Co-Music Producer and long-time Snyder collaborator Tyler Bates followed up De Vries by saying, “This is Zack’s original story and I think he didn’t want the songs to overpower the movie as much as he wanted them to lift it and support it. Also, it gave us the opportunity to tailor them so they were specifically in the style of what Zack was projecting on screen, his storytelling. I think if it was just dropping covers in there it wouldn’t be as special.”

The Bjork song is the only original recording on the album, although it’s been heavily altered and is almost two minutes longer. “I’ve done a lot of movies where songs have been used in this way, for storytelling, but this is perhaps the only one where almost every song has been specifically designed and re-recorded and re-tooled,” said De Vries. The other songs that are covered, mostly by the cast of the film, are by a diverse array of artists including The Stooges, The Beatles, Jefferson Airplane, The Pixies, The Smiths, Queen, and Roxy Music. There is also a version of the Annie Lennox song Sweet Dreams sung by Emily Browning that makes you wonder what the film would have been like if it had stayed a musical.

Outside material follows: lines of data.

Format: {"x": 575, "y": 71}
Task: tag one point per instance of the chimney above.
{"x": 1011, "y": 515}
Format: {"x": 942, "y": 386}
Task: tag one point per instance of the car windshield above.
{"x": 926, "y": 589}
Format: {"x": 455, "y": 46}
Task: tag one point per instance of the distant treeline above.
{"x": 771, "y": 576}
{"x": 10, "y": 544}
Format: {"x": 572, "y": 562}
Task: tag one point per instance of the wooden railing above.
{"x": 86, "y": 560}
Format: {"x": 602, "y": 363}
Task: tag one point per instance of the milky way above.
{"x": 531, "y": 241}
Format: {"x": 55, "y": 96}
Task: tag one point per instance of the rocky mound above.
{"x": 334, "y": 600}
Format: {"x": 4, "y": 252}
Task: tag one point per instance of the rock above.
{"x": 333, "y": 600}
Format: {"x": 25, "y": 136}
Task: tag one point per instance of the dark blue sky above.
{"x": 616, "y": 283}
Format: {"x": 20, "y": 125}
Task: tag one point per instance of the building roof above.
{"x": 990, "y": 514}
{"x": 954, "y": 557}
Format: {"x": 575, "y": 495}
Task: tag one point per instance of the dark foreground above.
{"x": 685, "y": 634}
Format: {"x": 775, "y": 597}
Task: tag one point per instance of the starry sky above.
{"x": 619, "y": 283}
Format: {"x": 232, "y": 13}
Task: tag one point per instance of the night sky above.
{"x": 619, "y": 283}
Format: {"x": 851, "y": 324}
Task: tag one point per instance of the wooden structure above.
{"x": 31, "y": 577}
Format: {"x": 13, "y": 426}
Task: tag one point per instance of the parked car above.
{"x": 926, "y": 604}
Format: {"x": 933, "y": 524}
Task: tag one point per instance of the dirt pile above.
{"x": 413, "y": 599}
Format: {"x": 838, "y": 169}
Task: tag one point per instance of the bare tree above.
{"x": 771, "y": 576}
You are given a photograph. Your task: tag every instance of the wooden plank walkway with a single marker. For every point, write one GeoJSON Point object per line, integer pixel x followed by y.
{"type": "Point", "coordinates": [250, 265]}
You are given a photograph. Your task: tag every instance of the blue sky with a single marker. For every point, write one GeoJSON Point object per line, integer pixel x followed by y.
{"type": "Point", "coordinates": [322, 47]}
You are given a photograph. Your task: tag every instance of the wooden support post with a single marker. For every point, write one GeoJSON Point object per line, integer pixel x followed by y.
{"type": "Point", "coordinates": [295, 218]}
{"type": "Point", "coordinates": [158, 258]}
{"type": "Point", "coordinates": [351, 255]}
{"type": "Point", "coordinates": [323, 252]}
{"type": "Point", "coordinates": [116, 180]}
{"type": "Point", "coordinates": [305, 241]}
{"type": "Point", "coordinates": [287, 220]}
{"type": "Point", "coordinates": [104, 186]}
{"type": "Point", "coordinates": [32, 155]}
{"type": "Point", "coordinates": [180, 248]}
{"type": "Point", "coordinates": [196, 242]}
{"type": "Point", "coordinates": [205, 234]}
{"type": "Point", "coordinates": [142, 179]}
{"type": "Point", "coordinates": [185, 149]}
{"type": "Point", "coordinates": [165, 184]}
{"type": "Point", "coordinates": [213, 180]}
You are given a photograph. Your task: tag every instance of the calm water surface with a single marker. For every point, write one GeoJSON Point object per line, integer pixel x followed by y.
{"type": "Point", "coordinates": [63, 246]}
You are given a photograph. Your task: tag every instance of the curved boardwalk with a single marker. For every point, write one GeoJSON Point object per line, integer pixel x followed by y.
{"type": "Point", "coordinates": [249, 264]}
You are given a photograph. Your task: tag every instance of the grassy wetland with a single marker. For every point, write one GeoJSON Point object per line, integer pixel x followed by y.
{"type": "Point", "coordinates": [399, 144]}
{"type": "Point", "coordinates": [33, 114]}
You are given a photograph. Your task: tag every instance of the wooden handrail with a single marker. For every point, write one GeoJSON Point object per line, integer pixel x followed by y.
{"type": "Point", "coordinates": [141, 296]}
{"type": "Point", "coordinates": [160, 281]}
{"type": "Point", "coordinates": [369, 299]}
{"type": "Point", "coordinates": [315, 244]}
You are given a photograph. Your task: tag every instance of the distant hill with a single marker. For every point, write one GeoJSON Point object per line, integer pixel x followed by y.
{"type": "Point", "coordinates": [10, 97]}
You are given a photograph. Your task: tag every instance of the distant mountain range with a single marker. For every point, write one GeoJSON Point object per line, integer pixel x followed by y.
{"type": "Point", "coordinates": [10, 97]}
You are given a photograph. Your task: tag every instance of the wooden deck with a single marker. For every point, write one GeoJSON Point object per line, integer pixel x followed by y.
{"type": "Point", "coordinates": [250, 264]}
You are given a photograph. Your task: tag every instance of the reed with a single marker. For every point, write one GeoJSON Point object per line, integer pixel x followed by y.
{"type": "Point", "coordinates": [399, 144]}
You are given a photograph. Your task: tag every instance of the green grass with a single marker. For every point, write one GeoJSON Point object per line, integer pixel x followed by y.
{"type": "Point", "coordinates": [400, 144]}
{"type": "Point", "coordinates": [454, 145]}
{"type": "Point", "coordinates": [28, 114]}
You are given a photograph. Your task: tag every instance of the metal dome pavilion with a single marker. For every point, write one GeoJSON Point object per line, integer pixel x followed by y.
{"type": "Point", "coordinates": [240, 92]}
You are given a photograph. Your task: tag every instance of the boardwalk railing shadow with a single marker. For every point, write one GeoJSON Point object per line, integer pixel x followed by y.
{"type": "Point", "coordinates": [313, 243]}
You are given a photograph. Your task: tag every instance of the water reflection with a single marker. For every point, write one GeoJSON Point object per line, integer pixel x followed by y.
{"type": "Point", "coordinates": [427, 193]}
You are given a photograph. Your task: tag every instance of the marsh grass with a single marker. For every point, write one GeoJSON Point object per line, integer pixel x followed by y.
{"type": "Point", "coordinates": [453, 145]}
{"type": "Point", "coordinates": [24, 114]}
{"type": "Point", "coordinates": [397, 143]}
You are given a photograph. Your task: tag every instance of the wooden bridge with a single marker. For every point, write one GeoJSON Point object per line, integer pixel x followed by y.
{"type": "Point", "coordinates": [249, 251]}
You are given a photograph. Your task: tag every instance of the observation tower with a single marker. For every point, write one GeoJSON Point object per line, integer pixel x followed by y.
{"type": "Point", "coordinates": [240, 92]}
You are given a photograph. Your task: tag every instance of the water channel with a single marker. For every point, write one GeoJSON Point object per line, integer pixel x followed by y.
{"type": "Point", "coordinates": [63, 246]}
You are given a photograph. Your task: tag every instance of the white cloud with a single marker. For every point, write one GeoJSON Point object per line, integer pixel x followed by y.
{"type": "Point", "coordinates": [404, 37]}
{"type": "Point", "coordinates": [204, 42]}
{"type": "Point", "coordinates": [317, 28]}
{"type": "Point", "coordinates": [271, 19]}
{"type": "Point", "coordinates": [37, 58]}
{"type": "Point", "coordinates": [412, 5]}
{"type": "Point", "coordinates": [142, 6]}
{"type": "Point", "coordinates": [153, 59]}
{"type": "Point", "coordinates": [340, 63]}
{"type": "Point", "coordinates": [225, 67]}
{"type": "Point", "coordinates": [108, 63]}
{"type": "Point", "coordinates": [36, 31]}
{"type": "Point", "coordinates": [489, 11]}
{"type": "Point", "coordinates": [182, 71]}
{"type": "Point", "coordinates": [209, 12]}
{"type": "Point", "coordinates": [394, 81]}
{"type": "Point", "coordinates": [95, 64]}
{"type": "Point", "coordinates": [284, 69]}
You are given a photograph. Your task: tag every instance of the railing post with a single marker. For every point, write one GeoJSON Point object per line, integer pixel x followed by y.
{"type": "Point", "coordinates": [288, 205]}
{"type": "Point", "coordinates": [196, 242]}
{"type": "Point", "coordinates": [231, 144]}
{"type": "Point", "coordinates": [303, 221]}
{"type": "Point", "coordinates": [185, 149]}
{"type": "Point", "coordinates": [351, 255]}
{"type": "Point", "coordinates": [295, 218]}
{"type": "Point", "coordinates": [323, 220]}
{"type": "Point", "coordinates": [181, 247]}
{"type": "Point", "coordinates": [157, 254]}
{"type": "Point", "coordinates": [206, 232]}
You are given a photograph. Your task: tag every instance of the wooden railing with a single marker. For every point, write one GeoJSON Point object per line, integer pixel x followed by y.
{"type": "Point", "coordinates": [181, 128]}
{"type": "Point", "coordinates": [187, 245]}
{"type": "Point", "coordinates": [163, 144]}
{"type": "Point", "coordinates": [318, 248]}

At a point during one of Sucker Punch’s action sequences a young doughboy is seen sitting in the trenches, presumably exhausted, his head down and helmet covering his face. Baby Doll stops for a second and leans over, lifting his helmet so that she can see his eyes. They are tear filled and a deep brown and she gazes into them, transfixed. This part of the film is never explained, but it serves as a reminder of what cinema, even pop-cinema, can be. It also shows by contrast to the rest of the film what an unwieldly, unforgiving medium big-budget motion pictures can become.

Just watch Hearts of Darkness: A Filmmaker’s Apocalypse or read any of the numerous accounts of failed big budget movies. Will Sucker Punch fail at the box office? No, it’s too loud and pretty to do so. However, if that is the only criteria for the success of a film, then there would be no need for moments like the one in the trenches, a moment where a human connection was made.